Dans les couloirs des entreprises, une forme de harcèlement se propage lentement, mais sûrement : celle qui consiste à menacer la carrière d’un salarié pour mieux le soumettre. En 2024, plus d’un actif sur trois (35 %) déclare avoir été victime de harcèlement au travail, selon le baromètre national. Les jeunes de moins de 35 ans (43 %) et les femmes (38 %) sont les plus exposés, mais personne n’est vraiment épargné. Le procès récemment clos de trois anciens cadres d’Ubisoft, accusés de harcèlement moral, a remis le sujet au centre du débat. Si les humiliations, les pressions, les remarques déplacées sont désormais bien identifiées, une autre forme de harcèlement échappe encore souvent aux radars : la menace professionnelle déguisée. Il ne s’agit plus seulement d’user d’un pouvoir hiérarchique, mais de distiller l’idée que l’avenir professionnel peut être brisé à tout moment (et parfois bien au-delà des murs de l’entreprise).
La peur comme levier de domination
Une étude internationale à paraître, menée auprès de salariés issus de pays aux contextes variés (France, Allemagne, États-Unis, Égypte, Irak…), décrit ce mécanisme insidieux : manipulation émotionnelle, isolement progressif, rumeurs savamment distillées, opportunités retirées, évaluations biaisées… L’objectif reste le même : instiller la peur et pousser à la soumission. Les menaces peuvent être explicites (« si tu ne t’alignes pas, tu es fini ici »), mais prennent plus souvent la forme de sous-entendus, de regards, de silences lourds. Une violence psychologique qui ne laisse pas de traces physiques, mais fragilise les victimes durablement.

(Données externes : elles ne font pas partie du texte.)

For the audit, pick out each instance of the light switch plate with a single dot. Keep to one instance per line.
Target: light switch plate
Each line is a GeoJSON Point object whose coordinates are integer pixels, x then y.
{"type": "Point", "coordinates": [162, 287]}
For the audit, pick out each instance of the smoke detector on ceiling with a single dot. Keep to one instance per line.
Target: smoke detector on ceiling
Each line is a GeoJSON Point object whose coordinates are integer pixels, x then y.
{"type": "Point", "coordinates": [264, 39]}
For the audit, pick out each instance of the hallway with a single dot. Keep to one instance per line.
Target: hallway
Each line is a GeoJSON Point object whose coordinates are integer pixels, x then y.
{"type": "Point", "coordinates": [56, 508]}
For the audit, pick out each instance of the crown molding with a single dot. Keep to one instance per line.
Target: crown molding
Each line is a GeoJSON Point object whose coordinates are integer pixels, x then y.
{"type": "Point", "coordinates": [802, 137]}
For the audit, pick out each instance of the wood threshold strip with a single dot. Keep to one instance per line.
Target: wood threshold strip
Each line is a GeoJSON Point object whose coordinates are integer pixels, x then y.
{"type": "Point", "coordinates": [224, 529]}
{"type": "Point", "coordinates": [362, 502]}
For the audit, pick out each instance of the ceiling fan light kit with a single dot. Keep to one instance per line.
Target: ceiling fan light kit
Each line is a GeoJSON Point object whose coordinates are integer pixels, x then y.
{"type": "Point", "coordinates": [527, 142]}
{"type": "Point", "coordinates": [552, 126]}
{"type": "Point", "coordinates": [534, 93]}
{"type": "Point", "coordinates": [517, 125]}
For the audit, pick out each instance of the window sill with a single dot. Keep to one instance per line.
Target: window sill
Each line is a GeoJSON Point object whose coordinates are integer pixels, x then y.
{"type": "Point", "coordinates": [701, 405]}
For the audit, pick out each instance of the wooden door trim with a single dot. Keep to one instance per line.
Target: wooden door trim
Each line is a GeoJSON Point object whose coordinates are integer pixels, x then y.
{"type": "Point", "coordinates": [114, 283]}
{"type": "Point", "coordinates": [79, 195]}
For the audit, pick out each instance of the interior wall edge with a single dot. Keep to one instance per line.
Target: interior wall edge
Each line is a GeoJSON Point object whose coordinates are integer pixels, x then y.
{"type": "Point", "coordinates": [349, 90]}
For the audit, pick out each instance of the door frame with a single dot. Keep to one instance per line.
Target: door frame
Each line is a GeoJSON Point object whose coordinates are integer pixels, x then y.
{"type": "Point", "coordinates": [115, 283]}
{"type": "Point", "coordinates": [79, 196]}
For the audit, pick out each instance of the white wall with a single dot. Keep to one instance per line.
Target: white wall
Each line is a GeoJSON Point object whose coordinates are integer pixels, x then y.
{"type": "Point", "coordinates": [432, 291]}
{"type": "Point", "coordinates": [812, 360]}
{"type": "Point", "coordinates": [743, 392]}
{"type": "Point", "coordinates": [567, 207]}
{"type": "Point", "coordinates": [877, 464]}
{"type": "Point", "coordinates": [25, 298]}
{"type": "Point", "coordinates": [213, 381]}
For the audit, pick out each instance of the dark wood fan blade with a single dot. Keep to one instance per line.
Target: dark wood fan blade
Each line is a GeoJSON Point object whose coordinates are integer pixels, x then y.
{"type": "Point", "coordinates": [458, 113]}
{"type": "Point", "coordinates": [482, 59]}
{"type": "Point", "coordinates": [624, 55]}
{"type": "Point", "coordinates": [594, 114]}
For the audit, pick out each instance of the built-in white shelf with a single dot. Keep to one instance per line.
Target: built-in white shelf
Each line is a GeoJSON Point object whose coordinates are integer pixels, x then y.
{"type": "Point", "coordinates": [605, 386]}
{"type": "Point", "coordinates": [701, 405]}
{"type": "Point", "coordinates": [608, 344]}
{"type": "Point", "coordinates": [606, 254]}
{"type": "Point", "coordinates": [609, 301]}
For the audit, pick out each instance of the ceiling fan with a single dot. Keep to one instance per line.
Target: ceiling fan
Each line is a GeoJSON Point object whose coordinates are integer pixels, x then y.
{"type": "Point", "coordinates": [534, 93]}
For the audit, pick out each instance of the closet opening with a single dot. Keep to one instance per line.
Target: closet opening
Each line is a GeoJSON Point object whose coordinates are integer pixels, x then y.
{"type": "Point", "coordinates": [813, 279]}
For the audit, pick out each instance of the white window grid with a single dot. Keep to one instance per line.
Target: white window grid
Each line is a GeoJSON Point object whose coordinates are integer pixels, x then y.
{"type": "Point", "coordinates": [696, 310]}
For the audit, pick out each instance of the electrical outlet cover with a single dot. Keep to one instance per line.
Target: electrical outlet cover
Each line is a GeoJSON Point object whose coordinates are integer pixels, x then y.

Dans les pays développés, des systèmes de protection existent
Mais ces systèmes n’empêchent pas toujours l’impact sur la santé mentale. Anxiété, dépression, perte d’estime de soi sont autant de conséquences courantes. Ailleurs, là où l’accès à la justice est plus compliqué et la précarité plus grande, la menace de perdre un emploi devient une arme redoutable. Dans certains cas, elle se prolonge même dans la sphère privée : surveillance sur les réseaux sociaux, tentatives de discrédit public, pressions judiciaires abusives. Face à cette réalité, peu de recours sont réellement efficaces sans une volonté organisationnelle forte. Ce type de harcèlement prospère dans les environnements flous, où règnent les non-dits et les luttes de pouvoir. Là où la communication est verrouillée, où la peur remplace la confiance. Pour inverser la tendance, certaines conditions s’imposent : instaurer une culture du respect, des procédures de signalement sûres, des réponses rapides et visibles. Car tant que menacer une carrière restera une arme acceptable dans les rapports professionnels, la parole des salariés ne pourra jamais être vraiment libre.